EDUCATION ET CULTURE Et si l’optique m’était contée …

Le 31/01/2012

Mme Rim Turkmani, astrophysicienne, de la Royal British Society de Londres, anime une conférence sur l’apport des sciences arabes et de la civilisation musulmane aux sciences modernes (en particulier, l’optique géométrique), dans l’amphithéâtre du lycée Valery Larbaud de Cusset le 31 janvier 2012.

Le 31 janvier, dans l’amphithéâtre du lycée Valery Larbaud de Cusset, s’est tenu un évènement particulier et pour le moins enrichissant. L’astrophysicienne de renom, Rim Turkmani, de la Royal British Society a en effet donné, en anglais, une conférence des plus intéressantes sur les sciences arabes et l’apport de la civilisation musulmane à la science moderne.

Son intervention a été introduite par Mme Régine Eber,  professeur de physique du lycée, , exposant aux classes de BTS et de seconde baccalauréat professionnel optique lunetterie la chronologie des évolutions dans le domaine de l’optique ; du siècle de Périclès jusqu’à Descartes.

Les élèves ont pu suivre ensuite, une brève présentation du métier d’astrophysicien par Rim Turkmani et une projection extrêmement esthétique d’un film lui aussi en anglais, mêlant récit historique et images fantastiques.

L’exposé en lui-même  a commencé par un rappel historique ; la jeune scientifique considérant que l’on omet trop souvent de mentionner les origines des sciences modernes.

Mme Turkmani a souhaité corriger un postulat : la période présentée en Occident comme obscure voire obscurantiste- est en fait une ère de lumières scientifiques dans la civilisation arabo-musulmane. Question de … point de vue…

A travers ces explications, les élèves ont pu réaliser à quel point l’optique géométrique moderne puise dans l’héritage des savants arabes du 7ème au 13ème siècle. La conférence s’est achevée par la remise d’un livre du British Council au CDI du lycée : 1001 Inventions, Muslim Heritage in Our World, Foundation for Science Technology and Civilisation, 2005.

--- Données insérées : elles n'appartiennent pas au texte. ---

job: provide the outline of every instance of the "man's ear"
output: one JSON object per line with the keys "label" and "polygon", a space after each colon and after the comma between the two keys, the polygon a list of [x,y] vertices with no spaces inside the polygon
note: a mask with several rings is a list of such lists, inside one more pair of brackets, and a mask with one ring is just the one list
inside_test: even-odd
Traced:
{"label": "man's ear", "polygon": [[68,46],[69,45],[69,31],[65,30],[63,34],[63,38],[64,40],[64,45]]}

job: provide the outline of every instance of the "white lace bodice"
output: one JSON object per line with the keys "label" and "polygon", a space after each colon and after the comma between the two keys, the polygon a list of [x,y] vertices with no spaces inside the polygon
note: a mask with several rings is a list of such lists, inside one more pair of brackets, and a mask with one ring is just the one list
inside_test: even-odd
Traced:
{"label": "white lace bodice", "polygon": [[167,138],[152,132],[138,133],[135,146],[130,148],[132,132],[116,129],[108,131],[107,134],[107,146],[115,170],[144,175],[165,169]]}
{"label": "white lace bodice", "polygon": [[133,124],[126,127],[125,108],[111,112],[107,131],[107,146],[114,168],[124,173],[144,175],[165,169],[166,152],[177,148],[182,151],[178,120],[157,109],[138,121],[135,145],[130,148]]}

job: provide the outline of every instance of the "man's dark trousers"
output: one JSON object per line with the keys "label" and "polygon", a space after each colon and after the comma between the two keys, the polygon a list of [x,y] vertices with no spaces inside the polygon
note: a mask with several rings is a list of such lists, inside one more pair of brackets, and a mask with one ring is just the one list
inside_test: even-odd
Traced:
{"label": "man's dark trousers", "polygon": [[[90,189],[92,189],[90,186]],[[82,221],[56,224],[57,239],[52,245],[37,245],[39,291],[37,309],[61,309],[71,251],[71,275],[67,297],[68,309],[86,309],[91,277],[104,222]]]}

Plus tard, Mme Turkmani et les professeurs de physique du lycée ont prolongé l’expérience par un atelier où ont été réalisées des chambres noires, outils indispensables pour comprendre les fondements des sciences de l’optique. Au-delà de toutes considérations confessionnelles ou  civilisationnelles, Mme Turkmani a insisté sur le caractère universel des sciences où chaque découverte profite des acquis antérieurs puisés dans les diverses civilisations : une démonstration de l’universalité du savoir et de la connaissance. Une matinée pas comme les autres, remplie de rêve et d’évasion : Il était une fois, l’optique.

Rédaction collective des élèves de 2BPOL.

Mme Turkmani explique expérimentalement le principe de la chambre noire aux élèves de Seconde Optique.

Travaux pratiques pour les élèves de Seconde optique lunetterie autour de la chambre noire.